ECONOMIST and former deputy governor of the Central Bank Terrence Farrell is forecasting that the present down phase of the country’s energy sector is going to be terminal, and oil and gas prices will never get back to the highs of the 1980s.
“This down phase of the cycle is going to be much longer, and it is going to be in fact terminal as far as crude oil and natural gas are concerned. If we are looking in the near future for some kind of upswing in respect of oil and gas prices, we will see prices going up a bit, but we are unlikely, in my view, to see prices getting back anywhere near, in real terms, to where they were in 1982,” he said.
Farrell, who was on several Government-appointed committees, including as chairman of the Economic Development Advisory Board, was speaking last Monday during a webinar on foreign exchange challenges in Trinidad and Tobago and the implications, organised by the Economics Department of The University of the West Indies (The UWI).
What makes this downward phase of energy prices different is because of a global energy transition, he said.
“Countries are accepting that there’s an end to fossil fuels, oil, crude oil particularly, natural gas later on, and a shift to renewables.”
Farrell said the foreign exchange challenges in T&T have their fundamental roots in what has happened in the energy sector.
“When oil prices fell in 1982, they did not get back to this level in real terms until 2007. That’s a long cycle. Prices began to rise from 2007 up to 2014, and since then we have seen prices of oil and natural gas coming down. And it is that which has precipitated the situation we are currently in,” he said.
As the economy starts contracting, the demand for foreign exchange starts falling, he pointed out.
“The demand for foreign exchange in 2015 was US$7.4 billion. In 2020, sales of foreign exchange to the public had come down to US$4.5 billion. So there has been a US$3 billion drop in sales of foreign exchange by the commercial banks to the public,” Farrell said.
Unfortunately, the supply of foreign exchange in the local market has been falling faster than the demand for foreign exchange, he noted.
“And as a result of that, our foreign exchange reserves have been declining.”
Farrell said this led to Government attempting to fix the problem by rationing foreign exchange.
On the impact of this rationing on the economy, Farrell said “most of the actors in the economy” who get foreign exchange get it from commercial banks.

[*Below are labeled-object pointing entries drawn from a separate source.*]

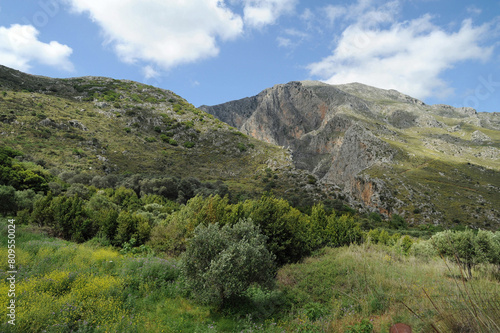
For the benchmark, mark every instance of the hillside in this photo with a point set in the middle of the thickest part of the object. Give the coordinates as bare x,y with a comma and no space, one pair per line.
381,150
96,126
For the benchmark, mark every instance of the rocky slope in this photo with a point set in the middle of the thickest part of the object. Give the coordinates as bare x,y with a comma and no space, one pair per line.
382,150
100,126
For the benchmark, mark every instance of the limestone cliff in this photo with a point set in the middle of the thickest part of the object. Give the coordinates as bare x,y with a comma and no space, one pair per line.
380,149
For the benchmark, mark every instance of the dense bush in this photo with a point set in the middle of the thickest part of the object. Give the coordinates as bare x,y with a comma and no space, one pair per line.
21,175
222,262
469,248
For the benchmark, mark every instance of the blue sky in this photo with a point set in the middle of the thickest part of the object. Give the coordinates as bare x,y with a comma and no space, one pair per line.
213,51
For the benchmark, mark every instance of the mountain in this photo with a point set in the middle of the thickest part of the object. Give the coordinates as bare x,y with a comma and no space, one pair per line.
96,126
381,150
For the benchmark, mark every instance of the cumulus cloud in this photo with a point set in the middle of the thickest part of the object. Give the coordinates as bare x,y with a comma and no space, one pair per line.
20,47
149,72
408,56
258,13
170,33
166,33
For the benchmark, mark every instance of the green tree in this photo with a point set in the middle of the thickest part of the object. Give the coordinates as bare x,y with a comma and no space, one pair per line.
220,263
319,222
467,247
286,227
7,199
343,231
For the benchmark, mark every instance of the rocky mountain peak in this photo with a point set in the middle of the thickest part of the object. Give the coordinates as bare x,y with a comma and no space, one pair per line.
375,146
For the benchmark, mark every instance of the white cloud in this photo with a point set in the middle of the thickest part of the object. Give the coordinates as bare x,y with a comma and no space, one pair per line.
149,72
166,33
474,10
297,35
19,47
258,13
408,56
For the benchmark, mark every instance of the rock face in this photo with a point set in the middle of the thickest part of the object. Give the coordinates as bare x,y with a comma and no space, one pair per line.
369,142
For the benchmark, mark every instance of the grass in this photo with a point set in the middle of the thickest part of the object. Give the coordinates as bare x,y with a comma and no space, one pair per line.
377,283
62,286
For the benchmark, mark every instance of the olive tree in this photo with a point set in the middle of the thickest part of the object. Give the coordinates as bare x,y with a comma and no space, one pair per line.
222,262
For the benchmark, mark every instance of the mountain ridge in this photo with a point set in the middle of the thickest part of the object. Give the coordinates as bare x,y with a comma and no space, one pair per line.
380,148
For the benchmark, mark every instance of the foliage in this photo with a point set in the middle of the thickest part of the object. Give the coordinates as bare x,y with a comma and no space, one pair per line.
468,248
365,326
222,262
285,227
7,200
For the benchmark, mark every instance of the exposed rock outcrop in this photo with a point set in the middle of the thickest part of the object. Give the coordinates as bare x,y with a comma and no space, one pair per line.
364,141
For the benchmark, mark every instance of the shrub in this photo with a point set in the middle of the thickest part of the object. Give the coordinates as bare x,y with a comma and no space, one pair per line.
189,144
286,227
467,247
220,263
242,147
7,200
343,231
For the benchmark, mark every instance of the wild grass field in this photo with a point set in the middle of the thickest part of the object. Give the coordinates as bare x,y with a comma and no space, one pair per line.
62,287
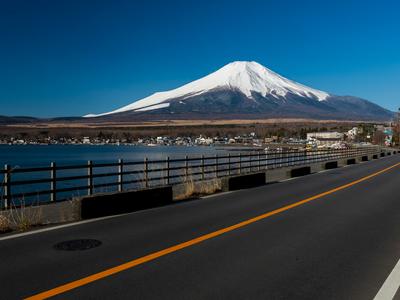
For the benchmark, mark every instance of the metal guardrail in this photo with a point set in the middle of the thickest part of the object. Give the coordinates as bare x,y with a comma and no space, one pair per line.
54,184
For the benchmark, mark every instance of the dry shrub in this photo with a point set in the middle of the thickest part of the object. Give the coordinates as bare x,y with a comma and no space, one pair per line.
24,217
4,224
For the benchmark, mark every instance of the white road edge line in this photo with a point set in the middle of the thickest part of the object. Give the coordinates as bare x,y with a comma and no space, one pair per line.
17,235
391,285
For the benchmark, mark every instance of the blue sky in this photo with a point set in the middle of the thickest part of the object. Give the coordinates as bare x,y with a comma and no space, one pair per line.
69,58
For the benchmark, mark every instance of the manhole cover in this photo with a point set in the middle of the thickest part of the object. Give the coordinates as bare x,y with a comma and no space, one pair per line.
83,244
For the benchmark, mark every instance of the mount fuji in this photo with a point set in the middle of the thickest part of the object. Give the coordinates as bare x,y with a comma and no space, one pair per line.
246,90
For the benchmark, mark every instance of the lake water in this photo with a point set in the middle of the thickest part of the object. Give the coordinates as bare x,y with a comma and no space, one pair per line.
23,156
42,155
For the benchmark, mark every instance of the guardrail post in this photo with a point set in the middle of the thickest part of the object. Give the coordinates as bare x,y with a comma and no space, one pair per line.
7,186
146,172
240,163
216,165
229,164
120,175
53,183
202,167
90,177
186,168
167,171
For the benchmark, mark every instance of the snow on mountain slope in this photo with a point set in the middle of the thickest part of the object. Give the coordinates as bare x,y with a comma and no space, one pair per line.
247,77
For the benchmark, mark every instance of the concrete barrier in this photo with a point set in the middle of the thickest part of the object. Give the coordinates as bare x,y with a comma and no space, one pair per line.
243,181
297,172
351,161
331,165
123,202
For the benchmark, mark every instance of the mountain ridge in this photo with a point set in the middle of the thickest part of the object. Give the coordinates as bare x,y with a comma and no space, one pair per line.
247,88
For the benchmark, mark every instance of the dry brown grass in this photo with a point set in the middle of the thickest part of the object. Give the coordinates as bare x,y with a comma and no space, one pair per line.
24,217
4,224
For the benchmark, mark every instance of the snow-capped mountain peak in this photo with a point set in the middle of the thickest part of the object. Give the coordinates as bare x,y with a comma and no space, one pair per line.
244,76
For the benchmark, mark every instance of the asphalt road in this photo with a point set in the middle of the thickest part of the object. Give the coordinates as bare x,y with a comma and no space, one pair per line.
341,245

He said because of the rationing of foreign exchange by commercial banks at the behest of the Government, there have been several consequences.
“A black market in foreign exchange has emerged, which I understand is fairly active, and people are quoting different rates—$8.25, $8.50 and so on for a US dollar.”
Farrell said the Finance Ministry has indicated to the Central Bank that it needs to give priority to certain kinds of demands, like from the manufacturing sector.
“Demands for food and so on have been prioritised by the commercial banks,” he said.
He said there are other demands that are not being met in a timely fashion that will begin to have consequences.
“For example, insurance companies have been having a lot of difficulty getting commercial banks to give funds for their reinsurance payments.”
Also, the remittance of foreign exchange dividends by locally based foreign companies to their offices has been another area affected by the foreign exchange rationing.
That kind of foreign exchange demand has been deprioritised by the commercial banks on the instruction of the Ministry of Finance, he said.
Farrell said this impacts confidence in the economy as foreign companies and local businesses may not want to invest here.
The right choice?
International relations lecturer at The UWI Dave Seerattan, another speaker, shared the same view as Farrell, tracing the scarcity of foreign exchange to the down phase in the energy sector.
He said because of T&T’s high dependence on the energy sector, it experiences huge swings in economic performance based on the commodity market.
Seerattan said the commodity super market ended in 2014 and has not gone back to the level prior to this period.
Dr Ronald Ramkissoon, chairman of the T&T Fair Trading Commission and former senior economist at Republic Bank, said: “We understand that we live in a mineral-based economy and in a democratic country. I think it is important to understand that we have made choices that have landed us up in the position that we are in.
“And, therefore, if we recognise that we have made certain choices in response to the external environment, we have to ask, have we made the right choices?” he said.